- Based on: A Secret Affair by Barbara Taylor Bradford
- Screenplay by: Carole Real
- Directed by: Bobby Roth
- Starring: Janine Turner; Fionnula Flanagan; Paudge Behan;
- Music by: Stephen McKeon
- Country of origin: United States
- Original language: English

Production
- Executive producers: Andrew Adelson; Tracey Alexander; Robert Bradford;
- Producers: James Flynn; Morgan O' Sullivan;
- Cinematography: Eric Van Haren Norman
- Editor: Armen Minasian
- Running time: 88 minutes
- Production companies: Adelson Entertainment; Tracey Alexander Productions;

Original release
- Network: CBS
- Release: October 27, 1999

= A Secret Affair (1999 film) =

1999 American television film

A Secret Affair is a 1999 American made-for-television romantic drama film directed by Bobby Roth and starring Janine Turner.
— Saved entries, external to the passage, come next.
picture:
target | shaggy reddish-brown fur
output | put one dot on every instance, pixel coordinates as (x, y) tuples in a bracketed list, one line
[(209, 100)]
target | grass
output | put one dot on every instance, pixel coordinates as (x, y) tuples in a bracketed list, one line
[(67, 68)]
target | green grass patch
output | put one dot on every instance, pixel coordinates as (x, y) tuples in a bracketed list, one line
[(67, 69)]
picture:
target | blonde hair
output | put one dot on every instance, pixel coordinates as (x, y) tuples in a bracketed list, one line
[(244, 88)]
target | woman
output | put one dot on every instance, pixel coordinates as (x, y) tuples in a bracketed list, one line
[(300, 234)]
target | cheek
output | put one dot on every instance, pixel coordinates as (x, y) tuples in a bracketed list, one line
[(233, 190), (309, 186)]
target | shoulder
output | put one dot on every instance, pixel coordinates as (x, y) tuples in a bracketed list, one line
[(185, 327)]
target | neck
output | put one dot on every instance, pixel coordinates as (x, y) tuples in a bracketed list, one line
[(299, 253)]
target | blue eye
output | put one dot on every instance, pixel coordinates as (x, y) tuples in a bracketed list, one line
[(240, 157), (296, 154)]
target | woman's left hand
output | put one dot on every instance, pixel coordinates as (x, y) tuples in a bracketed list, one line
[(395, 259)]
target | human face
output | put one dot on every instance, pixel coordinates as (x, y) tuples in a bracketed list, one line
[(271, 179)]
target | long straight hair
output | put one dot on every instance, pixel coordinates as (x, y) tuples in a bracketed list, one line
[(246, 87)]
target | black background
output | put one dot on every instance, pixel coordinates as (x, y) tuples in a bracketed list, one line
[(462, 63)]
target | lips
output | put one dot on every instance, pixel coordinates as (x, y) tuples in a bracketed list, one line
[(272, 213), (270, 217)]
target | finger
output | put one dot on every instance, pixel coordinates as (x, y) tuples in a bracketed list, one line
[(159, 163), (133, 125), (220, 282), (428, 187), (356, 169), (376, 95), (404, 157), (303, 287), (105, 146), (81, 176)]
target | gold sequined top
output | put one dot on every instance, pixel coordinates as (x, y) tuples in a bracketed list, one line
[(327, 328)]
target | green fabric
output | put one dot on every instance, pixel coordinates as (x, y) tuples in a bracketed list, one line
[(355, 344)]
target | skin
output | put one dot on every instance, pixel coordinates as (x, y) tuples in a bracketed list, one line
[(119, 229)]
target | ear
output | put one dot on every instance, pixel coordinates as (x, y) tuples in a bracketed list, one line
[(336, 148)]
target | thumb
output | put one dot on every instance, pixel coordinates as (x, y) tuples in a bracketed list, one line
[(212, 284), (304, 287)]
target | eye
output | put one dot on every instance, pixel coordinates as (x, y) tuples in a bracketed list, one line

It is based on Barbara Taylor Bradford's novel of the same name.

==Synopsis==
Vanessa Stewart (Turner) has the soul of an artist, but her business tycoon father insists that she follow in his footsteps. As a result, Vanessa convinces herself that she wants to be a globetrotting executive, and also that she truly loves the man to whom she is engaged. But while in Venice on a business trip at the behest of her father, Vanessa meets and falls in love with adventurous Irish TV war correspondent Bill Fitzgerald (Behan). Deciding to kick over the traces, Vanessa is prepared to turn her back on her family obligations and plight her troth with Bill. But fate, as it often does, takes a hand in matters when Bill is reported killed during a dangerous combat assignment.